Bien qu'ancien enseignant, il m'arrive - par manque d'attention et voulant aller trop vite - de faire des fautes d'orthographe. Peut-être par solidarité (consciente et/ou inconsciente ) discutable, très discutable, avec les élèves en difficulté dont j'ai eu la charge pendant des années... Pour autant, j'ai beaucoup aimé cette mise au point judicieuse quant à la difficulté mais aussi la richesse de notre orthographe, qui rapelle aussi  ses origines latines. Très important aussi votre conclusion avec la citation d'Erik Orsena que vous me donnez envie de découvrir.
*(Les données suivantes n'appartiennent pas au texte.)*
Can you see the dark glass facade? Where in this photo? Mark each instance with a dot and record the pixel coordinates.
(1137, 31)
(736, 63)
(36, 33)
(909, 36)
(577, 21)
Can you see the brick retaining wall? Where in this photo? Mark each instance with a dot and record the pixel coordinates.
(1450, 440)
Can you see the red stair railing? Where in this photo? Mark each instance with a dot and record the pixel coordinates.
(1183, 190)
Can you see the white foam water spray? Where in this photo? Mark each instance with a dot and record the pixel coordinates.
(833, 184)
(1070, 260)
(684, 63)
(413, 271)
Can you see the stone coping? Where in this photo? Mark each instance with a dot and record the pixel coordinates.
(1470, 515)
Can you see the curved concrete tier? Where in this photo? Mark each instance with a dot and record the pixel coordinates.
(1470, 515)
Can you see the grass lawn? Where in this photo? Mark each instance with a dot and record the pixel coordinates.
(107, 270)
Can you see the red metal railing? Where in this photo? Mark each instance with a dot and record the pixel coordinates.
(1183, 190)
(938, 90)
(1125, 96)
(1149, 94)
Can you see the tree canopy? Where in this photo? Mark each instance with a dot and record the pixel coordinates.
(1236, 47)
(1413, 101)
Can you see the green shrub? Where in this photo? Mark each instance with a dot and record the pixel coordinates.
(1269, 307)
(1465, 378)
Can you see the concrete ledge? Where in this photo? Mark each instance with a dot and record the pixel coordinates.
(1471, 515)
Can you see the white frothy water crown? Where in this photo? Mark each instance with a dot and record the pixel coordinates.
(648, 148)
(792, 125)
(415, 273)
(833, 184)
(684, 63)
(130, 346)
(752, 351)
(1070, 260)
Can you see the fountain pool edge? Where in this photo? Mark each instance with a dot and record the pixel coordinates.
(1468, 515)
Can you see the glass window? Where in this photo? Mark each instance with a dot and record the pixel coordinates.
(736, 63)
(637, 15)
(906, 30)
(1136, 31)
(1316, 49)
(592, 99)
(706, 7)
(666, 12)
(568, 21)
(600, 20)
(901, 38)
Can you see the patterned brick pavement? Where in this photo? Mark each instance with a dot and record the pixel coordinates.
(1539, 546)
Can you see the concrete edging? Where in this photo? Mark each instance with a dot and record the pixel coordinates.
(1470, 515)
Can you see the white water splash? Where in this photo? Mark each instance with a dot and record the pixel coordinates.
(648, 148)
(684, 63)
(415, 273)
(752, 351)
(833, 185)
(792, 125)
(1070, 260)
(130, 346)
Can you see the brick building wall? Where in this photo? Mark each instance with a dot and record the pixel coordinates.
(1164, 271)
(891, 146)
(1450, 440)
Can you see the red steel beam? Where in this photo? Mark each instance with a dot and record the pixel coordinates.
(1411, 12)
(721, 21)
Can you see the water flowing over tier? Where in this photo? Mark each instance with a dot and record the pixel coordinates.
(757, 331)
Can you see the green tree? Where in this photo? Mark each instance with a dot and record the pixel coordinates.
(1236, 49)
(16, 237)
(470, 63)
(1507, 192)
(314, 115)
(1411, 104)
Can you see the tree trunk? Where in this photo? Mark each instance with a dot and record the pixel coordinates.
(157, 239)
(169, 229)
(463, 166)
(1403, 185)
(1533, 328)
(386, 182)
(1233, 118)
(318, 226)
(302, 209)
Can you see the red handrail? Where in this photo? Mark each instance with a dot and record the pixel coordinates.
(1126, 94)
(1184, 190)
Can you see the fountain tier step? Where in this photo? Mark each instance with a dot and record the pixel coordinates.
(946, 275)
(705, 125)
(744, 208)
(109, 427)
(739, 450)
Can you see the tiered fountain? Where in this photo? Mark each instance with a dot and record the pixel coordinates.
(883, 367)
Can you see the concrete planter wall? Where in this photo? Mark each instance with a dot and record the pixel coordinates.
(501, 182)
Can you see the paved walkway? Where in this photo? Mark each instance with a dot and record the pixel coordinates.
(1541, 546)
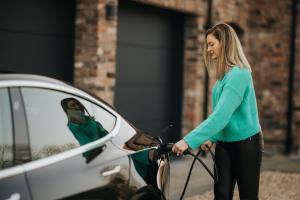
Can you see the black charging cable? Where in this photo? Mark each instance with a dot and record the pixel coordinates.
(167, 148)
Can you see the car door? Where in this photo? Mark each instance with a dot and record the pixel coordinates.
(65, 163)
(12, 178)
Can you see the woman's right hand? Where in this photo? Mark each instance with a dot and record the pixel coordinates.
(206, 145)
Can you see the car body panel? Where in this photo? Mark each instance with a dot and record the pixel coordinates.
(125, 167)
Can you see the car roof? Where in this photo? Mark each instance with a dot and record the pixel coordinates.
(31, 77)
(45, 79)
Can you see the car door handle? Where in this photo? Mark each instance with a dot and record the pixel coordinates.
(115, 170)
(15, 196)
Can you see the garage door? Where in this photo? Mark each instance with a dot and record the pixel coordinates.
(37, 37)
(149, 68)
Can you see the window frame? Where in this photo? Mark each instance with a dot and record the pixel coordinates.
(75, 95)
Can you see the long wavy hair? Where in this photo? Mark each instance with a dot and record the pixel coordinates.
(230, 54)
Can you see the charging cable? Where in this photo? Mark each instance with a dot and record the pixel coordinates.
(167, 148)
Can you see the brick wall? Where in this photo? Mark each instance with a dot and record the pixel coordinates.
(266, 42)
(296, 121)
(95, 49)
(270, 26)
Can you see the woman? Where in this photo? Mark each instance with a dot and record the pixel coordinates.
(233, 125)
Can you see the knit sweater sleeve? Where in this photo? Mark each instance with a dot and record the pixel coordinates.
(230, 99)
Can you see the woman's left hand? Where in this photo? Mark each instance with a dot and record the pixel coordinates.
(180, 147)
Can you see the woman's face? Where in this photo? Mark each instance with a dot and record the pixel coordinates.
(213, 46)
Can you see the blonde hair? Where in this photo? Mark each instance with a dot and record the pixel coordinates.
(230, 54)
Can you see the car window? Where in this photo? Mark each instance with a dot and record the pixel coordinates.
(59, 121)
(6, 134)
(107, 120)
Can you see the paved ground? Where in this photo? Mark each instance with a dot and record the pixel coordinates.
(202, 183)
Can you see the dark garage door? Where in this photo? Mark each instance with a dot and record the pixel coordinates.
(149, 68)
(37, 36)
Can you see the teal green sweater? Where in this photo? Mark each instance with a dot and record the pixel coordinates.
(234, 116)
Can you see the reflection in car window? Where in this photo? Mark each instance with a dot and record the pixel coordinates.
(53, 128)
(6, 141)
(83, 126)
Respecter l'orthographe, c'est implicitement et explicitement se protéger de la barbarie et peut-être du  " barbarisme ", mot  - si je ne me trompe pas ? - venant du latin " barbarimus " signifiant " expression vicieuse ".

Portrait de Domino

Pour vérifier ce triste constat, il suffit de lire les bandeaux qui défilent sur les sites d'informations. Le nombre de fautes d'orthographe qui s'affichent prouve combien la jeune génération a acquis des certitudes déplacées qui les empêchent de voir leurs lacunes. 

Portrait de Danièle-Dax

Même constat quand je vois mon ado de petit-fils. Il est très gentil mais je trouve qu'il s'auto-surévalue et comme il ne supporte pas aisément les remarques justifiées à ce propos qu'on peut lui adresser le cas échéant, mon mari et moi avons décidé de ne plus rien soulever... Malheureusement pour les membres de cette génération, c'est la vie qui se chargera de les remettre à leur juste place et, même si je ne le leur souhaite pas, de manière plus douloureuse...

Portrait de Orlan

C'est sûr qu'avant, nos parents, nos enseignants et autres curés se chargeaient de nous raboter l'ego et c'était très bien ainsi. Pour ma part, je ne le regrette d'aucune façon que ce soit et, quand mon ado personnel fait de l'auto-satisfaction, sa mère et moi lui rabattons tout de suite son caquet car, comme vous le dites, la vie en société ce n'est pas une tartine de miel 

Portrait de Gabrielle

Orlan a raison. Le vie en société et surtout le monde du travail ne fait pas de cadeau. Dans l'entreprise qui m'emploie, je vois de plus en plus de jeunes ne pas tenir le coup. Et comme il y a des demandes derrière, la direction n'a pas d'état d'âme. Il est certain que le laxisme éducatif est une catastrophe à tous les niveaux.